Vernon v. Drexel Burnham & Co., supra, 52 Cal.App.3d 706, 125 Cal.Rptr. 147, provides even less support for Merrill Lynch. There the issue was whether an arbitration agreement controlled in face of the plaintiff's desire to bring a class action. (Id., at pp. 715—716, 125 Cal.Rptr. 147.) The court also held that no basis existed ‘in the present case for employment of the doctrine of adhesion contracts to avoid arbitration . . .,’ but the arbitration clause in that case did not limit the procedures to those provided by the Exchange but gave the customer the usual election. (Id., at p. 713, 125 Cal.Rptr. at p. 151; see fn. 5, Supra.)
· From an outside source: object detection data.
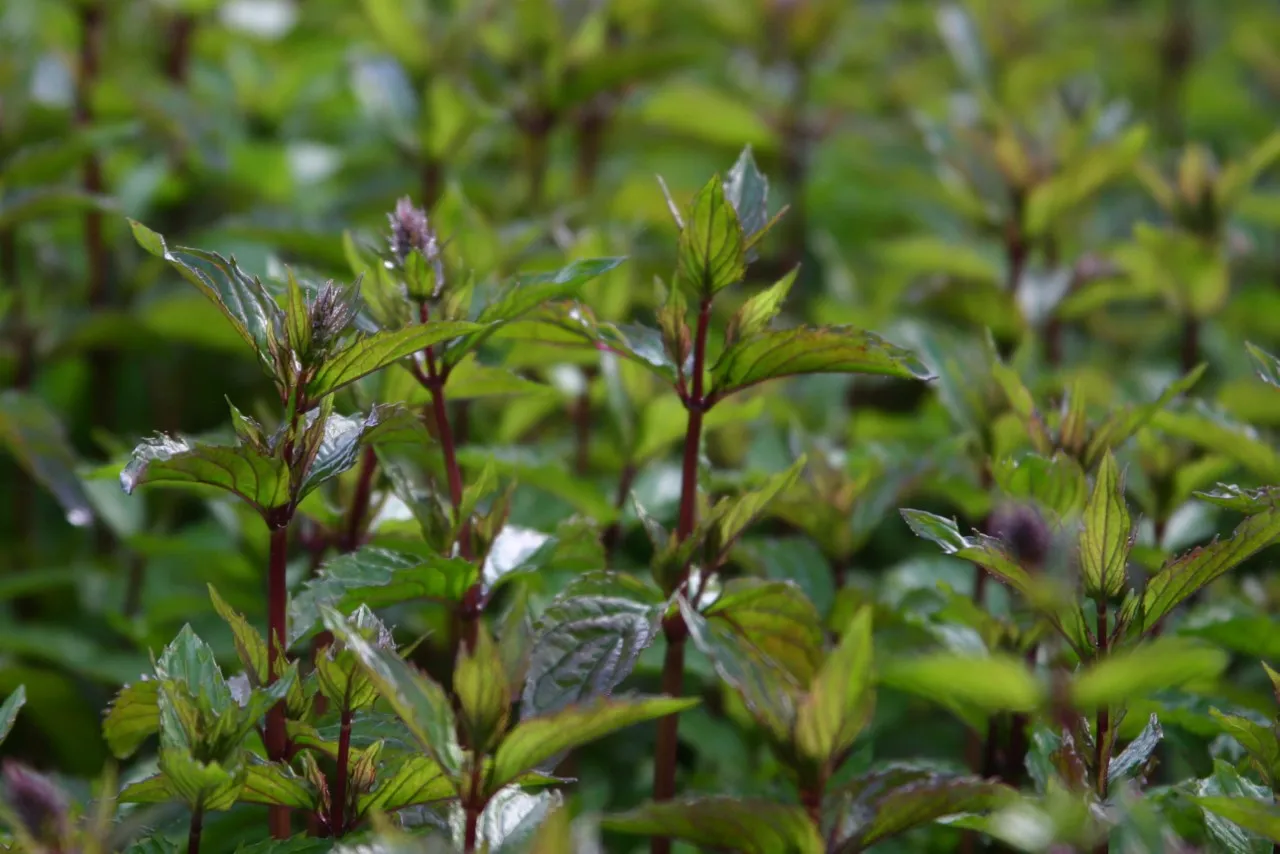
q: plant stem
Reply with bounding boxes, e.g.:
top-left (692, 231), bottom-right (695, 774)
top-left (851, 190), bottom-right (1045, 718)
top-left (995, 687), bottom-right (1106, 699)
top-left (265, 524), bottom-right (292, 839)
top-left (650, 298), bottom-right (712, 854)
top-left (329, 708), bottom-right (351, 836)
top-left (338, 447), bottom-right (378, 553)
top-left (187, 805), bottom-right (205, 854)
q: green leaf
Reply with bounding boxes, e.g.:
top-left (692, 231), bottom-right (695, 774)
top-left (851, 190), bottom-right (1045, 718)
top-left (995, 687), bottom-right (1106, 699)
top-left (160, 748), bottom-right (244, 812)
top-left (0, 389), bottom-right (93, 528)
top-left (209, 584), bottom-right (269, 686)
top-left (1107, 713), bottom-right (1165, 784)
top-left (1244, 342), bottom-right (1280, 388)
top-left (1192, 795), bottom-right (1280, 844)
top-left (129, 219), bottom-right (284, 368)
top-left (102, 680), bottom-right (160, 759)
top-left (795, 608), bottom-right (872, 763)
top-left (443, 257), bottom-right (626, 367)
top-left (600, 795), bottom-right (826, 854)
top-left (724, 146), bottom-right (773, 252)
top-left (289, 545), bottom-right (479, 643)
top-left (901, 510), bottom-right (1034, 597)
top-left (1079, 451), bottom-right (1134, 598)
top-left (712, 326), bottom-right (931, 398)
top-left (489, 697), bottom-right (698, 793)
top-left (1071, 638), bottom-right (1228, 709)
top-left (320, 607), bottom-right (458, 772)
top-left (881, 653), bottom-right (1046, 712)
top-left (453, 622), bottom-right (511, 752)
top-left (676, 175), bottom-right (746, 300)
top-left (832, 768), bottom-right (1016, 854)
top-left (1210, 709), bottom-right (1280, 787)
top-left (521, 572), bottom-right (663, 717)
top-left (1084, 365), bottom-right (1206, 469)
top-left (120, 435), bottom-right (289, 519)
top-left (0, 685), bottom-right (27, 744)
top-left (356, 755), bottom-right (457, 816)
top-left (307, 320), bottom-right (480, 401)
top-left (1126, 508), bottom-right (1280, 627)
top-left (237, 762), bottom-right (316, 809)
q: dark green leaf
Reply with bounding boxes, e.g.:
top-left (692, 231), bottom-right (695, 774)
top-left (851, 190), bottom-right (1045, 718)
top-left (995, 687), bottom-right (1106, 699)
top-left (602, 796), bottom-right (826, 854)
top-left (0, 389), bottom-right (93, 528)
top-left (712, 326), bottom-right (931, 397)
top-left (489, 697), bottom-right (698, 791)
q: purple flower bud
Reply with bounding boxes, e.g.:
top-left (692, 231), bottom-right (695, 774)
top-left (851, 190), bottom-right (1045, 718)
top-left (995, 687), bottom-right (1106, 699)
top-left (987, 504), bottom-right (1052, 567)
top-left (4, 759), bottom-right (67, 846)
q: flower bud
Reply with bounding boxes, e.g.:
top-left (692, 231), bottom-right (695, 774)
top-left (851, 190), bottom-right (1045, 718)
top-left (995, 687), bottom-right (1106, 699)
top-left (987, 504), bottom-right (1052, 567)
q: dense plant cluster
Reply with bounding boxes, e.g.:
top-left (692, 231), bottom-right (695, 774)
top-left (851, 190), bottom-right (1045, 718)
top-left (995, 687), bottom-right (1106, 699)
top-left (0, 0), bottom-right (1280, 854)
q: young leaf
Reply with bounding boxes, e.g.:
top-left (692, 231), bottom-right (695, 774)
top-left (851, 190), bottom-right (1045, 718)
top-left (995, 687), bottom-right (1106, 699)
top-left (489, 697), bottom-right (698, 793)
top-left (306, 320), bottom-right (480, 401)
top-left (289, 545), bottom-right (479, 643)
top-left (453, 624), bottom-right (511, 752)
top-left (0, 685), bottom-right (27, 744)
top-left (795, 608), bottom-right (872, 763)
top-left (833, 771), bottom-right (1016, 854)
top-left (102, 680), bottom-right (160, 759)
top-left (521, 572), bottom-right (663, 717)
top-left (357, 755), bottom-right (457, 816)
top-left (881, 653), bottom-right (1046, 712)
top-left (209, 584), bottom-right (268, 686)
top-left (712, 326), bottom-right (932, 398)
top-left (1071, 638), bottom-right (1228, 709)
top-left (120, 437), bottom-right (289, 519)
top-left (1079, 451), bottom-right (1133, 598)
top-left (1107, 713), bottom-right (1165, 784)
top-left (600, 795), bottom-right (826, 854)
top-left (320, 607), bottom-right (457, 771)
top-left (1128, 507), bottom-right (1280, 627)
top-left (0, 389), bottom-right (93, 526)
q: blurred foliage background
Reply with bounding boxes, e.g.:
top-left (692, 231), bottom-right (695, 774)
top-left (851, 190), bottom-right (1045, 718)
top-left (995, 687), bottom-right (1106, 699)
top-left (0, 0), bottom-right (1280, 850)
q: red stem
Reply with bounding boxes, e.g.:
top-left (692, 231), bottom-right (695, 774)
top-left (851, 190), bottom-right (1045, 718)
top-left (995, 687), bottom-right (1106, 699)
top-left (650, 300), bottom-right (712, 854)
top-left (265, 517), bottom-right (292, 839)
top-left (329, 708), bottom-right (351, 836)
top-left (338, 447), bottom-right (378, 553)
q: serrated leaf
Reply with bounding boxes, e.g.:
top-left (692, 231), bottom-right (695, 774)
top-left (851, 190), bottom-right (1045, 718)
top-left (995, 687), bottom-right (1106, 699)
top-left (306, 320), bottom-right (480, 401)
top-left (102, 680), bottom-right (160, 759)
top-left (120, 437), bottom-right (289, 517)
top-left (1079, 451), bottom-right (1133, 598)
top-left (1129, 508), bottom-right (1280, 627)
top-left (833, 772), bottom-right (1016, 854)
top-left (0, 389), bottom-right (95, 528)
top-left (0, 685), bottom-right (27, 744)
top-left (879, 653), bottom-right (1046, 712)
top-left (795, 608), bottom-right (872, 763)
top-left (676, 175), bottom-right (746, 301)
top-left (712, 326), bottom-right (931, 397)
top-left (320, 607), bottom-right (457, 772)
top-left (600, 795), bottom-right (826, 854)
top-left (237, 762), bottom-right (316, 809)
top-left (1107, 713), bottom-right (1165, 784)
top-left (1192, 795), bottom-right (1280, 844)
top-left (521, 572), bottom-right (662, 717)
top-left (443, 257), bottom-right (626, 366)
top-left (453, 622), bottom-right (511, 752)
top-left (1071, 638), bottom-right (1228, 709)
top-left (289, 545), bottom-right (477, 643)
top-left (489, 697), bottom-right (698, 791)
top-left (209, 584), bottom-right (269, 686)
top-left (356, 755), bottom-right (457, 816)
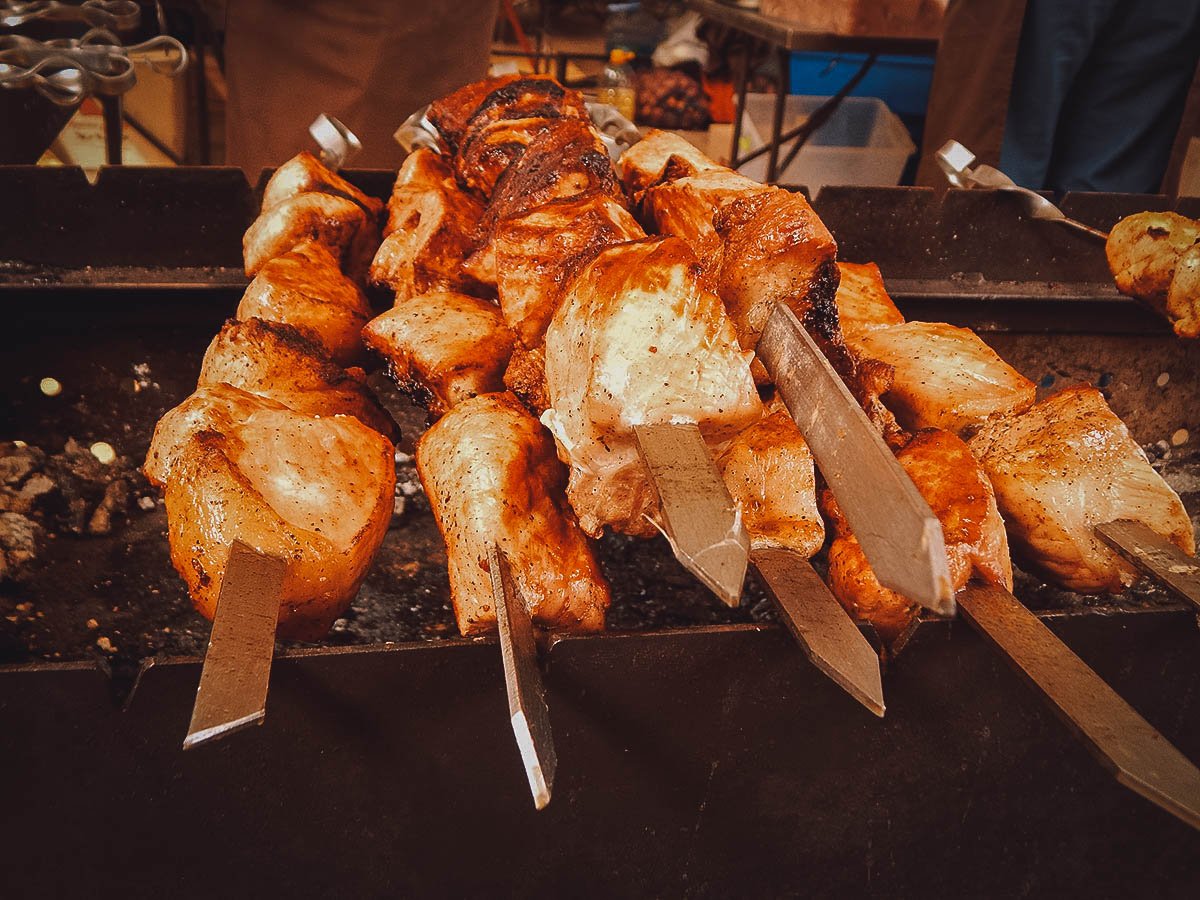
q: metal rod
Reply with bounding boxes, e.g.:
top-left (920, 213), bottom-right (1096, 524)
top-left (958, 584), bottom-right (1200, 829)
Lewsadder v. Mitchum, Jones & Templeton, Inc., 36 Cal.App.3d 255, 257, 111 Cal.Rptr. 405, did involve an agreement to arbitrate under NYSE rules, but there it was a registered representative of the broker who resisted arbitration in the face of an Exchange rule—a condition of his employment—that controversies between such representatives and member brokers be arbitrated in accordance with Exchange procedures. (See also Frame v. Merrill Lynch, Pierce, Fenner & Smith, Inc., 20 Cal.App.3d 668, 671—672, 97 Cal.Rptr. 811.) In any event, again there was no issue concerning the unfairness of particular Exchange rules concerning arbitration.
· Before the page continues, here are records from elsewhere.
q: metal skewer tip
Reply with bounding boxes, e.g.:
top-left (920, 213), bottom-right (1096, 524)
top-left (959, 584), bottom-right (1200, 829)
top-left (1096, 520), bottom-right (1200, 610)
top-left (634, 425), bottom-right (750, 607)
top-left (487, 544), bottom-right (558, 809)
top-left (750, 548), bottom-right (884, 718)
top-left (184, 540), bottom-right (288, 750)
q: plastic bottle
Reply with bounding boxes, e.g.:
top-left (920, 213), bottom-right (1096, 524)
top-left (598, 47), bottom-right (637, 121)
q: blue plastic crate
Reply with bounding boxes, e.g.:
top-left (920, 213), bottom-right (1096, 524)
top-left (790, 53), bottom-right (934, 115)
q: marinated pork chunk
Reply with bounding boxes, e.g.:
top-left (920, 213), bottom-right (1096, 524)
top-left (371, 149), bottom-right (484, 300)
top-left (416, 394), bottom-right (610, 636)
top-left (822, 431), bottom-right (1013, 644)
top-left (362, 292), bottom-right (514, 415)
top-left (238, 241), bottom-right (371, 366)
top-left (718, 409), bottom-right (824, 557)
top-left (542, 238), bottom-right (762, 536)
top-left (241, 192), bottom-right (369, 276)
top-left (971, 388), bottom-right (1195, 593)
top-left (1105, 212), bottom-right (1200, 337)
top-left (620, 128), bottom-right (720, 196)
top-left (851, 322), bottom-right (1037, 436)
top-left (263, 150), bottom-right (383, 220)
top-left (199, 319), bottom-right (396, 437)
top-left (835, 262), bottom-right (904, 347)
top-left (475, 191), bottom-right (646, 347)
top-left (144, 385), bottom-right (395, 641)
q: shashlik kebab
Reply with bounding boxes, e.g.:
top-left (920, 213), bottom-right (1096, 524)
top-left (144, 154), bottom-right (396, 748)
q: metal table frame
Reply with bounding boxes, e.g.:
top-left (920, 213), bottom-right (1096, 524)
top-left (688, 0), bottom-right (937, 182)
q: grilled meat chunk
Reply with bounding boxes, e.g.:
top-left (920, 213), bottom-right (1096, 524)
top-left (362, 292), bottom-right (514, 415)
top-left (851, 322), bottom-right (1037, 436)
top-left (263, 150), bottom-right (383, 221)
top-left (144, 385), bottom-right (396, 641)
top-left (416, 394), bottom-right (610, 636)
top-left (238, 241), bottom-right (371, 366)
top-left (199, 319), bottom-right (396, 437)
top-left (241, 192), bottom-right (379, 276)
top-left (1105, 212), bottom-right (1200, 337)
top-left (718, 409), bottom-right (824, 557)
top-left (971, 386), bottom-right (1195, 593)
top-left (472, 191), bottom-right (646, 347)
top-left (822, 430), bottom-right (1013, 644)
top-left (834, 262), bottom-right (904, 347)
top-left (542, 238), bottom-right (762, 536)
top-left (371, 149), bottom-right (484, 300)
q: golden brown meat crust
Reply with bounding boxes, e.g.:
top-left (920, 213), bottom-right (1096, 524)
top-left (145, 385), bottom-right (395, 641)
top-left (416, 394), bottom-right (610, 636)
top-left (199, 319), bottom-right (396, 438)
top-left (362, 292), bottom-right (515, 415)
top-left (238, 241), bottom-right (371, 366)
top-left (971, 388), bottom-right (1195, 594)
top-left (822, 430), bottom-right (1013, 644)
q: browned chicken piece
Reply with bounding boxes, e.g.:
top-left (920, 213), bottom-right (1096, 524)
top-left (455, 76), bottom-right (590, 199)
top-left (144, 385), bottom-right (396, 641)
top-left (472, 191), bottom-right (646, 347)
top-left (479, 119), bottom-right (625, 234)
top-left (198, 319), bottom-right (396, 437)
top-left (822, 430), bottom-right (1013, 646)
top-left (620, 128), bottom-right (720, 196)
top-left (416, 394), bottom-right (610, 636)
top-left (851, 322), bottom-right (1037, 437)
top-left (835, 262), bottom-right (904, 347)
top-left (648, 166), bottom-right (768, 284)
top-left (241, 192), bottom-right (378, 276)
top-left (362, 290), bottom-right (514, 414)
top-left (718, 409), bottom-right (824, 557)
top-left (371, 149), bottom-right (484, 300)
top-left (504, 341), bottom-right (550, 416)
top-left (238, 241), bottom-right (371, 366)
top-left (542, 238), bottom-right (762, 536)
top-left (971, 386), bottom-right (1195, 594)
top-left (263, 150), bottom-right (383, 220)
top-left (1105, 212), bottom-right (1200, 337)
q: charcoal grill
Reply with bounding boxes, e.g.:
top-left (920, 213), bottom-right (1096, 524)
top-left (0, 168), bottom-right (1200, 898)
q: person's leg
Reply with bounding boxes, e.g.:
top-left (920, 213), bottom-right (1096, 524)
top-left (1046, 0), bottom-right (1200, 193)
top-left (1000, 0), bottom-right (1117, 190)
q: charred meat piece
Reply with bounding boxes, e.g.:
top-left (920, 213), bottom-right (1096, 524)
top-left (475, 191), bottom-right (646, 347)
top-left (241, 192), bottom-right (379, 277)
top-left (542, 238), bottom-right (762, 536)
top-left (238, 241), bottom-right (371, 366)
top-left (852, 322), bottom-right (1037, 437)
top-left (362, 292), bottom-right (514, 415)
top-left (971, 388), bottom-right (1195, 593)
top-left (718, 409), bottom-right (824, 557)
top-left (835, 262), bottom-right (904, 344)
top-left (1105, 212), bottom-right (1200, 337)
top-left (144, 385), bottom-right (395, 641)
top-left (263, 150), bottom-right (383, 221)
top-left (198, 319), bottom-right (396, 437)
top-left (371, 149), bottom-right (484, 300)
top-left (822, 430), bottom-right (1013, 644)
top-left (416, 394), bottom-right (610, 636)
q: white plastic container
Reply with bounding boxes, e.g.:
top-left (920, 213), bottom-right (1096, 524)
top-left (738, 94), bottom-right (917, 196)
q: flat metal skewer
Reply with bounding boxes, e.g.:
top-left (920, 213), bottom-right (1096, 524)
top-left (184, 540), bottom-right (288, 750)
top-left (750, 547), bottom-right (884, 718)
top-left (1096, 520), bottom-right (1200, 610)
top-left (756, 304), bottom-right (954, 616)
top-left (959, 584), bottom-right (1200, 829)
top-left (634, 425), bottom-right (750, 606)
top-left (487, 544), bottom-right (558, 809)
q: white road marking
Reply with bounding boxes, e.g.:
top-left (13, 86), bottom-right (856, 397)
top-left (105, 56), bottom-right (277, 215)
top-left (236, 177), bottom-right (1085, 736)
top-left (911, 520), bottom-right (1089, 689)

Merrill Lynch relies on the rule that failure to read an agreement is not, without more, a basis for voiding it. While a mere inspection of this ‘agreement’ indicates that it probably was not meant to be read,6 the argument misses the point. It is not what the arbitration paragraph says that is unfair, but what it does not set forth: the Exchange rules concerning arbitration which are the rationale of our holding that Merrill Lynch is not entitled to arbitration as demanded.
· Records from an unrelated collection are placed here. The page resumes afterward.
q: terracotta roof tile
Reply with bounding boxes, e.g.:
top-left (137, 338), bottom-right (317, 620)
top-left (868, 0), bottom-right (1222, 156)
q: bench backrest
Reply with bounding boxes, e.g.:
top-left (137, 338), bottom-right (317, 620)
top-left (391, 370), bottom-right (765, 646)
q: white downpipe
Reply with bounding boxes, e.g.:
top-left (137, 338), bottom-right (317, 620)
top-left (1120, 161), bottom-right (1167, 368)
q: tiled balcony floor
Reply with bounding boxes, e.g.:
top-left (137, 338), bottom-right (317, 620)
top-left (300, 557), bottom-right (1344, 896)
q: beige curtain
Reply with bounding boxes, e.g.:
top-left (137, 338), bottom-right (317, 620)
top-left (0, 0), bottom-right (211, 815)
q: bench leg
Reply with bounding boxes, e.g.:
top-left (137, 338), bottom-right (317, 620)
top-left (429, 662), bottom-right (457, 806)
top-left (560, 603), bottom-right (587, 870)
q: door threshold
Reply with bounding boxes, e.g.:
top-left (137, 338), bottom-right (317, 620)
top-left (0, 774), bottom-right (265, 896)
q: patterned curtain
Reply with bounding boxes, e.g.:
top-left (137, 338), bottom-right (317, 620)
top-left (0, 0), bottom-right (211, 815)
We conclude therefore that the portion of the agreement which calls for ‘arbitration conducted under the provisions of the Constitution and Rules of the Board of Governors of the New York Stock ‘Exchange,’ is invalid.

This does not necessarily mean that on a proper showing Merrill Lynch would not be entitled to arbitration under more conventional auspices than the NYSE rules. Having in mind the strong policy in favor of arbitration (see Madden v. Kaiser Foundation Hospitals, 17 Cal.3d 699, 706, 131 Cal.Rptr. 882, 552 P.2d 1178), the agreement to arbitrate as such—if otherwise found to be untainted—appears to be severable from the incorporation of the NYSE rules. If the naked agreement to arbitrate is valid, and the parties cannot agree on a method of proceeding, the solution is provided by statute. (See Code Civ.Proc., ss 1281.6, 1282—1284.2.)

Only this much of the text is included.